Цуцик прибежал и начал прыгать прямо перед мордой Рябчика.
Этого Рябчик не мог стерпеть. Он схватил Цуцика зубами, опрокинул его на спину и начал кусать в живот. Всю горечь души своей он выместил на Цуцике, а потом дал стрекача. Один-одинешенек Рябчик пробрался в поле, вытянулся там посреди дороги, от стыда и досады спрятал морду в лапы — ему опостылел божий мир. Его даже не трогало то, что мухи облепили его, пусть кусают, пусть живого места не оставят — все равно конец!..
«Дальше некуда! — думал Рябчик. — Если даже среди собак, среди своих, собаке и дня нельзя прожить, то пусть весь мир провалится в тартарары!..».
Город маленьких людей
Перевод И. Гуревича
Город маленьких людей, куда я ввожу тебя, друг читатель, находится в самой середине благословенной «черты»{91}. Евреев туда натолкали; — теснее некуда, как сельдей в бочку, и наказали плодиться и множиться; а название этому прославленному городу — Касриловка{92}.
Откуда взялось название Касриловка? Вот откуда.
В нашем быту бедняк, всякому известно, имеет великое множество названий — и человек скудного достатка, и впавший в нищету, и просто убогий, и до чего же убогий, нищий, побирушка, бродяжка, попрошайка и бедняк из бедняков.

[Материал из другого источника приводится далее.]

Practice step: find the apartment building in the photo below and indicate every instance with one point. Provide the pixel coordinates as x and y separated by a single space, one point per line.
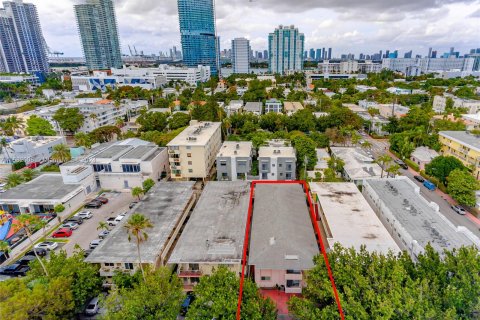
234 160
464 146
277 161
215 233
193 152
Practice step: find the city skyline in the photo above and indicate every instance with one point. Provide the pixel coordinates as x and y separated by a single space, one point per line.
366 27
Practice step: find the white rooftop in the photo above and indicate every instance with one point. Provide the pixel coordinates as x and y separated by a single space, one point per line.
350 219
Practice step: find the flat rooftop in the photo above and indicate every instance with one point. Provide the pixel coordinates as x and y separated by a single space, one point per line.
163 205
463 137
418 218
216 229
358 165
350 219
44 187
237 149
282 235
196 134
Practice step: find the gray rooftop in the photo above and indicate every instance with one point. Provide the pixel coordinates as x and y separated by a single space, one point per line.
417 217
163 206
282 235
45 187
216 228
463 137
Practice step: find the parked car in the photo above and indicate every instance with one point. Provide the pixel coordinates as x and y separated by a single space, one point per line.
95 243
92 307
93 205
70 225
103 234
419 178
48 245
62 233
40 252
84 214
101 199
459 210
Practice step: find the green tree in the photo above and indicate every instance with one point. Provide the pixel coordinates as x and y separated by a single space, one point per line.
216 297
69 119
37 126
440 167
462 186
135 226
61 153
158 297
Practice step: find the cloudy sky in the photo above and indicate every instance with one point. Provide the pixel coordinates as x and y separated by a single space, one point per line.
348 26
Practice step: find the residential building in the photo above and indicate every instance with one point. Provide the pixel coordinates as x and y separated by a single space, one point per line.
423 156
22 46
42 194
277 161
97 26
464 146
241 55
198 35
412 221
273 105
347 218
254 107
166 206
358 165
122 165
292 107
29 149
234 160
286 46
282 239
193 152
215 232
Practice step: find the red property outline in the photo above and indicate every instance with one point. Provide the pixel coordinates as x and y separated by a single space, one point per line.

Каждое из этих перечисленных названий произносится со своей особой интонацией, со своим особым напевом… И есть еще одно обозначение бедняка: касриел, или касрилик. Это название произносится с напевом уже совсем другого рода, к примеру: «Ой и касрилик же я, не сглазить бы!..» Касрилик — это уже не просто бедняк, неудачник, это уже, понимаете ли, такой породы бедняк, который не считает, что бедность унижает, упаси боже, его достоинство. Наоборот, она — даже предмет гордости! Как говорится, нужда песенки поет…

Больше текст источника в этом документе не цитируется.